What to look for: Ask your fishmonger to hold each lobster up. Choose those that are kicking their tails when removed from the tank.

Or buy it cooked: Many markets will steam lobster for you while you wait (call ahead). Some stores also offer cooked, picked lobster meat.

For a Low-Country Boil:

How many: Three 21-25 count shrimp per person

What to look for: For sustainably raised shrimp, look for shrimp that's certified by an independent agency, such as the Marine Stewardship Council. If you can't find it, choose wild-caught shrimp from North America-it's more likely to be sustainably caught. Look for raw, shell-on shrimp, either fresh or frozen.

Or buy it cooked: You can buy shell-on (or without shells if you want to skip peeling!) shrimp cooked too. But remember, they just needed to be heated through rather than cooked fully, so be careful not to overcook.

How to Prepare a Seafood Boil

Low-Country Boil

Pictured Recipe: Low-Country Boil

Lobster Boil Cooking Steps:

  1. Keep live lobsters for up to 24 hours in a ventilated container, such as a cardboard box, placed at the back of the bottom shelf of your refrigerator. Pack them in seaweed or damp newspapers to keep them moist but not wet. Don't store them on ice or in tap water as the fresh water will kill them.
  2. If you'd rather not cook live lobsters, you can kill them just before cooking. Wearing gloves, place a lobster on its back on a cutting board. Holding it steady by the tail, insert the tip of a chef's knife right below the claws and between the small legs. With one swift motion, cut down through the head. (This kills the lobster instantly.)
  3. Steaming is the most traditional way to cook a lobster. Bring 3 inches of water to a boil in a large pot. (If you have access to fresh seaweed, add a few strips for flavor.) Remove the rubber bands from the claws and add lobsters, claw-side down. Cover and steam for 12 to 14 minutes for a 1 1/4- to 1 1/2-pound lobster. (For larger lobsters, add 2 minutes for each additional 1/4 pound.) To test for doneness, pull off one of the legs: if it pulls off easily, the lobster is ready.

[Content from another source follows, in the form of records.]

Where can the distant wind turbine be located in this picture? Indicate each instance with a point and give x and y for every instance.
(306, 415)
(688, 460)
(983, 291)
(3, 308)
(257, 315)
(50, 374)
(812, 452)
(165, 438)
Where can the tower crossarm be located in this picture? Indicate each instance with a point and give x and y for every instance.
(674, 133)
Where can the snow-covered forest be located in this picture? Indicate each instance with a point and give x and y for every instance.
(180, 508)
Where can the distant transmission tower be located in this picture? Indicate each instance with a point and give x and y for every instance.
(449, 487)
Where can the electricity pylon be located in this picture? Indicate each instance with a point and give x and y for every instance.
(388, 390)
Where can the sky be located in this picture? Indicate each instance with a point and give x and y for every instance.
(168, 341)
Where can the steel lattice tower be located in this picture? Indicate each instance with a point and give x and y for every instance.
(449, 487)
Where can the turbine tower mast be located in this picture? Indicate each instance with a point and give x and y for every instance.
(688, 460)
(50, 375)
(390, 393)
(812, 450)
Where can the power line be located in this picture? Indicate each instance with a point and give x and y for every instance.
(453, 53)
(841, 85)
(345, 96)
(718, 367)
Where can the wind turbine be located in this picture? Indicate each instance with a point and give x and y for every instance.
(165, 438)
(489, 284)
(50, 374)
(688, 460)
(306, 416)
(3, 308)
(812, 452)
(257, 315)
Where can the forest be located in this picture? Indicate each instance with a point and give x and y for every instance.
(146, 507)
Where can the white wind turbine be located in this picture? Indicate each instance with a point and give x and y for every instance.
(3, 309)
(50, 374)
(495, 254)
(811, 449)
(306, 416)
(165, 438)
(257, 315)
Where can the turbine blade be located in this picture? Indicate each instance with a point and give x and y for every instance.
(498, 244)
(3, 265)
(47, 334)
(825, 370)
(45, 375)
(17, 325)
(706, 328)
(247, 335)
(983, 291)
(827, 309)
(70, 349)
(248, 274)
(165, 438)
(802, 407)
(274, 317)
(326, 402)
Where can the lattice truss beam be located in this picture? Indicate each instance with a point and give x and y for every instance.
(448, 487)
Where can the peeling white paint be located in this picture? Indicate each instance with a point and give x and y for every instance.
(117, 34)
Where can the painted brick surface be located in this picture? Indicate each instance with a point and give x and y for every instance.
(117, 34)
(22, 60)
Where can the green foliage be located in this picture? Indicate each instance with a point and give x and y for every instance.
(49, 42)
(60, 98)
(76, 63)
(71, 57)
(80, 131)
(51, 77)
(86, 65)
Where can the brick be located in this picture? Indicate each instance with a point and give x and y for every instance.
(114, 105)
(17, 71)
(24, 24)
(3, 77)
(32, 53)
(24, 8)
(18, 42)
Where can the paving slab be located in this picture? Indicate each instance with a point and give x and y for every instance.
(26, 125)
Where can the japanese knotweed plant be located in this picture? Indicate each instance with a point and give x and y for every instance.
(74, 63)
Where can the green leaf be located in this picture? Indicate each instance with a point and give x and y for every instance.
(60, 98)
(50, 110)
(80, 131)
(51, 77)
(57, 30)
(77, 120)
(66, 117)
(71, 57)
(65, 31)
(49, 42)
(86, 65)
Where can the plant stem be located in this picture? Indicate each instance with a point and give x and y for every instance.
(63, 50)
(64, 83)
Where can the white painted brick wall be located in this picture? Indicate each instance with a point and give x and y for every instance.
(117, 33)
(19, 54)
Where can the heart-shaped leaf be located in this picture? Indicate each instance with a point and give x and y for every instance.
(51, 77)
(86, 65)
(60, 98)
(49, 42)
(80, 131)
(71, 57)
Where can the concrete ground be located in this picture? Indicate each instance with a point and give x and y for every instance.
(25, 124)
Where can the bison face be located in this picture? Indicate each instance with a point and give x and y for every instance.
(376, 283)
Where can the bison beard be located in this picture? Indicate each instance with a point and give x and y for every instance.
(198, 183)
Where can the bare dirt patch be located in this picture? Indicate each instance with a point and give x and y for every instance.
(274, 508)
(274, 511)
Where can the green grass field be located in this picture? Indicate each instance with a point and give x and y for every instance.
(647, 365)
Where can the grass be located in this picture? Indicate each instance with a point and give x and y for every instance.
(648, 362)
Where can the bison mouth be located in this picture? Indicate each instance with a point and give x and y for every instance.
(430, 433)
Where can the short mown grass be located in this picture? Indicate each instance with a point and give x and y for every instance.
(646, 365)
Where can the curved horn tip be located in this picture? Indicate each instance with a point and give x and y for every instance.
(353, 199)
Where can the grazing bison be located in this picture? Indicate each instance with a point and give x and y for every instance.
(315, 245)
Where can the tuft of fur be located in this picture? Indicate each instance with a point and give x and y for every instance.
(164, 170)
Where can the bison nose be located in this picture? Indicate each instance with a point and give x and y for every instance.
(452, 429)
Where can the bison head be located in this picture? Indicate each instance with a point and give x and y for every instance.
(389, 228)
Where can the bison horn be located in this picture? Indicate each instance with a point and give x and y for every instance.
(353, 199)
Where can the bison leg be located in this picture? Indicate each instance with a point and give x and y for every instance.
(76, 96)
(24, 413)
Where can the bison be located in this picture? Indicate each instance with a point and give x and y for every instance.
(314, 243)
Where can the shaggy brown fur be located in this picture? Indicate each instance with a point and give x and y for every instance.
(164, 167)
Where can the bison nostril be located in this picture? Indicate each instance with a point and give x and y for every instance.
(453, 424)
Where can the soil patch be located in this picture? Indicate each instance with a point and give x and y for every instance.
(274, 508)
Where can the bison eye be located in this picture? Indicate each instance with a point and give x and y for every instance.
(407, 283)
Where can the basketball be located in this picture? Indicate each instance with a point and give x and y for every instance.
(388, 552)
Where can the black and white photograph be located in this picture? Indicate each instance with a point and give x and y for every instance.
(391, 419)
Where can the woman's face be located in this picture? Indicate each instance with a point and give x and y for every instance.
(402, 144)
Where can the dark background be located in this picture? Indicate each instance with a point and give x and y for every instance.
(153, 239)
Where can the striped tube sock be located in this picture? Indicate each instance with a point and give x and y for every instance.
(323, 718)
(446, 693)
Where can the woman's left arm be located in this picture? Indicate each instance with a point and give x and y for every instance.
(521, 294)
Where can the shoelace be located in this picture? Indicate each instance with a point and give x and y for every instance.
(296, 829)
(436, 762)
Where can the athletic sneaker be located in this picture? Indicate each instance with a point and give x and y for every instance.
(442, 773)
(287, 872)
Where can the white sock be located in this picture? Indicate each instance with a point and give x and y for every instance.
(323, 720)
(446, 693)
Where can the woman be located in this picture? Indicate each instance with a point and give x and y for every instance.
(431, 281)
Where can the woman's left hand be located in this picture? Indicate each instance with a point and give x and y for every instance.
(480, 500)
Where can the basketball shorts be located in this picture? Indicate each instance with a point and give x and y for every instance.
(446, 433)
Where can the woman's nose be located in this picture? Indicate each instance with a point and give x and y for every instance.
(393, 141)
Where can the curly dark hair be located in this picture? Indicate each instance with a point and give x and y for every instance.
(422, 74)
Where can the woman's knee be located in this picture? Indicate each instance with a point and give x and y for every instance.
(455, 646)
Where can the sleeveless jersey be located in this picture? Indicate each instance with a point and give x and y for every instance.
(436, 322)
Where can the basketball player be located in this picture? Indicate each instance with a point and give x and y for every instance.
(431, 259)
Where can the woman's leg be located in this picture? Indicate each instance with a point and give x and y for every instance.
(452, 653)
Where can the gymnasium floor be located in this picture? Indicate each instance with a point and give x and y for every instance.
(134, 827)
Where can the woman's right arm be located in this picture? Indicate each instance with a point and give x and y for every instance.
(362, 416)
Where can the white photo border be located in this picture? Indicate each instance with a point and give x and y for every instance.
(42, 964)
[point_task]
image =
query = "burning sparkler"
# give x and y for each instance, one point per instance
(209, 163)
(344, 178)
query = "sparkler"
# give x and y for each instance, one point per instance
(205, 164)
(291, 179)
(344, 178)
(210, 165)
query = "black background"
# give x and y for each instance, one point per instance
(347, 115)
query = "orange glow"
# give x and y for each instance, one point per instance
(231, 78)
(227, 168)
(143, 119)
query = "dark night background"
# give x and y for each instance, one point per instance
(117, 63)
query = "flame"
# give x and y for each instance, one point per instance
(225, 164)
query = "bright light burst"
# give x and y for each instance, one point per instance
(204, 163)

Low-Country Boil Cooking Steps:

  1. Prep all your ingredients ahead of time for smooth sailing when the cooking starts. Scrub the potatoes, thaw the shrimp if using frozen, trim the green beans, halve the ears of corn, cut the sausage into bite-size pieces and measure out your spices.
  2. Bring a large stockpot of seasoned water to a boil. Add the ingredients that take the longest to cook first-potatoes and sausage-and boil for about 20 minutes.
  3. Next, add the quicker-cooking vegetables-green beans, frozen pearl onions and corn-and the shrimp (if using cooked shrimp, don't add them in until about the last 2 minutes of cooking) and cook until the shrimp are pink, about 8 minutes.
  4. Drain the boil and spread the cooked seafood and vegetables down the center of the table surrounded by bowls of melted butter for dipping and baskets of whole-grain bread to soak up all the juices and extra butter.